Migrating From LPG to RDF Graph Model

Ontotext
11 min readMay 8, 2024

--

This post discusses approaches and techniques to migrate an LPG model to an RDF model along with data and query migration.

In the first part of this series, we discussed the basics of LPG and graph models and their pros and cons in building. The second part of the series discusses how to migrate LPG models to RDF as well as the associated data and queries. knowledge graphs

LPG to RDF Migration

In the first part of this series, we discussed the basics of LPG and RDF graph models and their pros and cons in building knowledge graphs. The second part of the series discusses how to migrate LPG models to RDF as well as the associated data and queries.

LPG to RDF Migration

Migration from LPG to RDF involves migrating the data model, data, and query. In LPG, there is no schema, which often leads to data integrity issues and an implicit expectation that a node or edge with a given label will always have certain properties.
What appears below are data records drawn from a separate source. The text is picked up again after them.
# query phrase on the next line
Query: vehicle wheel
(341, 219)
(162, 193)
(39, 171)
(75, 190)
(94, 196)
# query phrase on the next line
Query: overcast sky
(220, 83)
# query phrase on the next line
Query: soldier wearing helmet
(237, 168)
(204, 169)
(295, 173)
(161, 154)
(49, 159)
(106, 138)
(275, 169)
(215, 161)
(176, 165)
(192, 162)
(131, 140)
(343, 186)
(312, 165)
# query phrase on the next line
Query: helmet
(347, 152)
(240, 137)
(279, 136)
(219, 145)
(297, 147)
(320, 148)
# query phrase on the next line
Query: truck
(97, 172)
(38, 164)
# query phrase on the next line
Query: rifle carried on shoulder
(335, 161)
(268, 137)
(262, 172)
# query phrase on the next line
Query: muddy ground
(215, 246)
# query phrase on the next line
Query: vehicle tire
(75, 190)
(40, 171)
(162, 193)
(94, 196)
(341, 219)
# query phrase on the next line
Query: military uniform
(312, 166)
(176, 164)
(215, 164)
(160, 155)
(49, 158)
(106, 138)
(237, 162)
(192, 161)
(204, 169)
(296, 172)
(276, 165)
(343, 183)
Contrastingly, in an RDF statement (a.k.a. triple) of Subject-Predicate-Object labels are human-readable, attached to “things”, while the predicate is universally identified “edge type” with associated constraints and multilingual labels. The Object can be a primitive (a “literal” in RDF terminology) or some other Subject.

With RDF it is advisable to leverage OWL or familiar vocabulary of classes, inheritance, instances, and properties and use SHACL to specify data constraints and data integrity. To translate from LPG to RDF, one needs to obey the logical foundation of RDF, which is that every property, every edge is a logical statement about something. One can attach metadata to node properties and meta-metadata about them.

As always, we need to start small, iterate, test, and extend the model based on use cases and requirements without looking to make it complete and exhaustive at the beginning.

Figure 1 shows the Semantic stack and components.

Example Scenario — Movie DB picture

Let us consider a fragment from the movies domain — the movie “Alice in Wonderland” — with actor, Johnny Depp, playing the role of the “Mad Hatter”. Figure 2 shows a side-by-side comparison of LPG and RDF data model for the movie domain.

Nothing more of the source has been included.